Proximal Hyperspectral Imaging to Classify Herbicide-Resistant and -Susceptible Kochia (Bassia Scoparia)
Citation
Prabahar Ravichandran, Keshav D. Singh, Charles M. Geddes, Manoj Natarajan, Austin Jaster, and Hongquan Wang, "Proximal Hyperspectral Imaging to Classify Herbicide-Resistant and -Susceptible Kochia (Bassia Scoparia)", 11th International Conference of Agro-Geoinformatics, Wuhan, China, July 2023
Plain language summary
The model results indicated that the hyperspectral imaging approach is a promising alternative for screening herbicides, however, the accuracy could vary with the herbicide/ active ingredients.

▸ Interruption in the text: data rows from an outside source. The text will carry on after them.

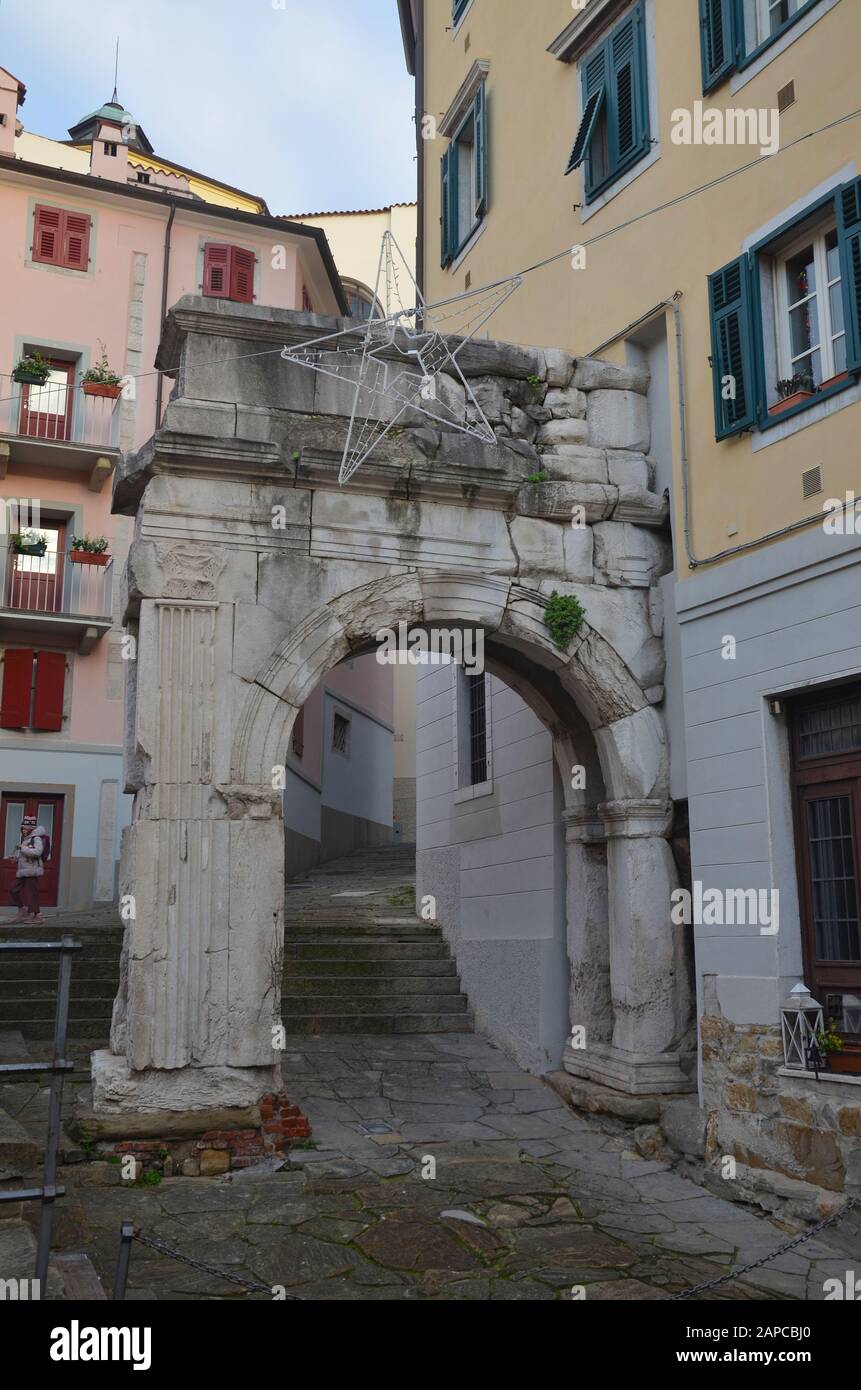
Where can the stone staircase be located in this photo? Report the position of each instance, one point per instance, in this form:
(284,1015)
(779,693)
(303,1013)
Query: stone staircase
(358,959)
(28,982)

In this study, we obtained a significant classification accuracy ( 80%) on images acquired prior to the treatment (baseline spectra), although we could see an increasing trend in accuracy with increasing DAT.
Abstract
Kochia (Bassia scoparia) is an invasive broadleaf weed species that has been reported to be responsible for up to 90% yield losses in some major field crops. Herbicides are the primary method being used to control kochia. However, in recent years the incidence of herbicide-resistant kochia has been increasing in the North American Great Plains. New techniques to recognize herbicide-resistant from susceptible kochia biotypes are warranted to promptly inform site-specific kochia management strategies. In this study, we assessed two different herbicides (glyphosate and fluroxypyr) with 6 different kochia populations each. Hyperspectral imagery of the treated kochia plants was obtained immediately prior to the treatment along with 1 and 3 days after treatment. The classification models that were built to identify resistant and susceptible kochia biotypes were able to classify with an accuracy of 75.11% for glyphosate and 82.14% for fluroxypyr.